Under current law, additional costs imposed by
the measure on the Energy Commission will be funded by fees paid by
electricity customers. However, because these fees are set in statute, a
statutory change to the current electricity surcharge may be required to
accommodate the increased costs to the extent that reserves are not
adequate to cover them.
In addition, the measure’s other requirements
will increase administrative costs of PUC by up to $1 million. These
additional costs will result from greater workload related to the
increased RPS targets, such as procurement plan review, validation of
renewable resource potential to meet electricity demands, and other
related analysis, and the addition of ESPs and CCAs to the universe of
entities subject to specified RPS regulatory requirements and
rate-setting administered by PUC. Under current law, these additional
costs will be funded by fees paid by electricity customers.

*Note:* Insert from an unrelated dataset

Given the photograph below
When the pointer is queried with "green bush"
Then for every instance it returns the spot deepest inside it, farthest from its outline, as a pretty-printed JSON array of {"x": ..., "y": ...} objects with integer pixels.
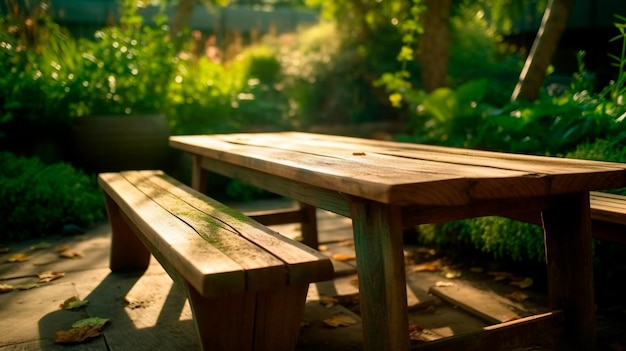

Unknown Administrative Savings to Local
Governments. By shifting permitting responsibility for certain
renewable energy facilities from local government to the Energy
Commission, the measure will result in administrative savings of an
unknown, but not likely significant, amount to local governments.

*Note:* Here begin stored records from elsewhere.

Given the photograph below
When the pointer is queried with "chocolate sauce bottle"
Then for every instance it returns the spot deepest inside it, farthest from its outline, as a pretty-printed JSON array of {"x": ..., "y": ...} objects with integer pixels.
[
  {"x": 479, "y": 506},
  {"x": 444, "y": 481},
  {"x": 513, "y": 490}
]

Unknown Impact on State and Local
Government Costs and Revenues. The primary fiscal effect of this
measure on state and local governments would result from any effect it
would have on electricity rates.
Changes in electricity rates would affect
government costs since state and local governments are large
consumers of electricity. The measure could result in higher electricity
rates and in turn higher costs to government, particularly in the short
term, to the extent that there is increased procurement of more
expensive renewable energy (relative to conventional energy) that would
not occur but for the measure’s mandates. However, the potential for
higher electricity rates to the customer, including state and local
governments, would be limited by the measure’s retention of the cost
limitation on mandated purchases of renewable energy at prices above the
market price for electricity as provided by current law. In addition,
any increase in costs due to increased electricity rates, particularly
in the short run, could be offset to an unknown degree by longer-term
cost savings, to the extent that the measure advances development of
renewable energy resources so as to lower their cost from what they
otherwise would be.
State and local revenues also would be
affected by the measure’s impact on electricity rates since tax revenues
received by governments are affected by business profits, personal
income, and taxable sales—all of which in turn are affected by what
individuals and businesses pay for electricity. However, as is the case
with state and local government costs, the measure’s potential to lower
state and local government revenues due to higher electricity rates
would be limited by the measure’s retention of the cost limitation as
provided by current law and by any longer-term cost savings resulting
from advances in the development of renewable energy resources.
Summary
In summary, the initiative would have the
following fiscal effects:
-
State administrative costs of up to
$3.4 million annually for the regulatory activities of the Energy
Resources Conservation and Development Commission and the California
Public Utilities Commission, paid for by fee revenues.
-
Potential, unknown increased costs and reduced
revenues, particularly in the short term, to state and local
governments resulting from the measure’s potential to increase
retail electricity rates, with possible offsetting cost savings and
revenue increases, to an unknown degree, over the long term to the
extent the measure hastens renewable energy development.